Here’s How Emergency Credit Line Guarantee Scheme will Help MSMEs
As India continues to face economic distress, more affliction can be felt by MSME. To safeguard the MSME space, the Indian government has recently proclaimed INR 3 lakh crore Emergency Credit Line Guarantee Scheme for MSMEs. The scheme has been launched under the Atma Nirbhar Bharat Abhiyan and will help businesses in the MSME segment to mitigate the bad effects of COVID 19.
Under this scheme, MSMEs borrowers with upto INR 25 crores of total borrowing can avail an additional 20 per cent of the loan outstanding from banks, NBFCs and other financial institutions (FI), reported CNBC TV18.
The Indian government will be offering 100 per cent guarantee under this scheme to the banks and FIs offering up to INR 3 lakh crore in aggregate.
Explaining the Guaranteed Emergency Credit Line Scheme
GECL is a loan wherein National Credit Guarantee Trustee Company (NCGTC) offers 100 per cent guarantee to Member Lending Institutions (MLIs) and also, increased in the form of additional working capital term loan facility in case of Scheduled Commercial Banks (SCBs) and FIs. NCGTC also offers additional term loan facility in case of NBFCs, to eligible MSMEs or business enterprises and interested Pradhan Mantri Mudra Yojana borrowers.
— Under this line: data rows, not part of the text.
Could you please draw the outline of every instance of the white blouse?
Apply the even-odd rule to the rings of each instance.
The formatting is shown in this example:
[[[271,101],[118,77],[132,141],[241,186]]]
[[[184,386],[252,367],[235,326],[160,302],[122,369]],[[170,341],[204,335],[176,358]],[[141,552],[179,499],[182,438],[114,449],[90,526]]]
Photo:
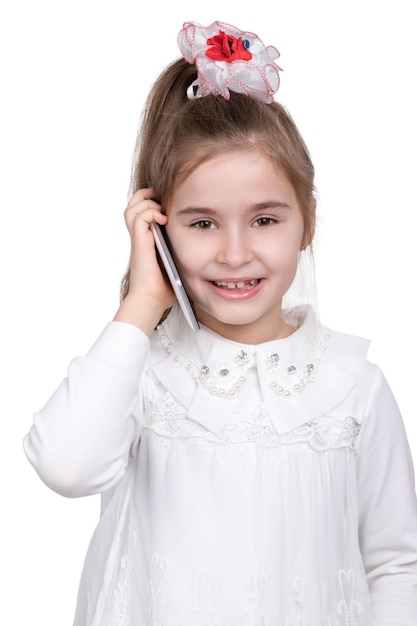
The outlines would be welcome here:
[[[24,445],[102,493],[74,626],[416,626],[417,502],[368,342],[296,308],[285,339],[150,341],[111,322]]]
Credit under this scheme would be up to 20 percent of the borrower's total outstanding credit up to INR 25 crore, excluding off-balance sheet and non-fund based exposures, as on February 29, 2020, i.e. additional credit shall be up to INR 5 crore.
How will GECL Help MSMEs?
The scheme has been introduced observing the severe impacts of Coronavirus. The government seeks to provide relief to the MSME segment by stimulating MLI to offer additional loans upto INR 3 lakh at a low cost, in turn, allowing MSMEs to manage their operational liabilities and reinitiate their businesses.
The benefits that will be offered by the borrowers under this scheme include:
- One year moratorium of repayment will be offered to loan borrowers
- Under this scheme, the interest rate levied by the banks and FIs will be capped 9.25 per cent and 14 per cent by NBFCs
- The scheme also covers borrowers, who are not in default. Thus, borrowers with standard accounts, who have made timely repayments, SMA-0, who are having overdue of upto 30 days, and SMA-1, who are having overdues of upto 60 days, are eligible to avail loans
All loans accredited under GECL will be during May 23,2020 to October 31, 2020. Besides this, the government has pronounced several plans for elevating the business ecosystem and safeguard MSMEs for economic distress.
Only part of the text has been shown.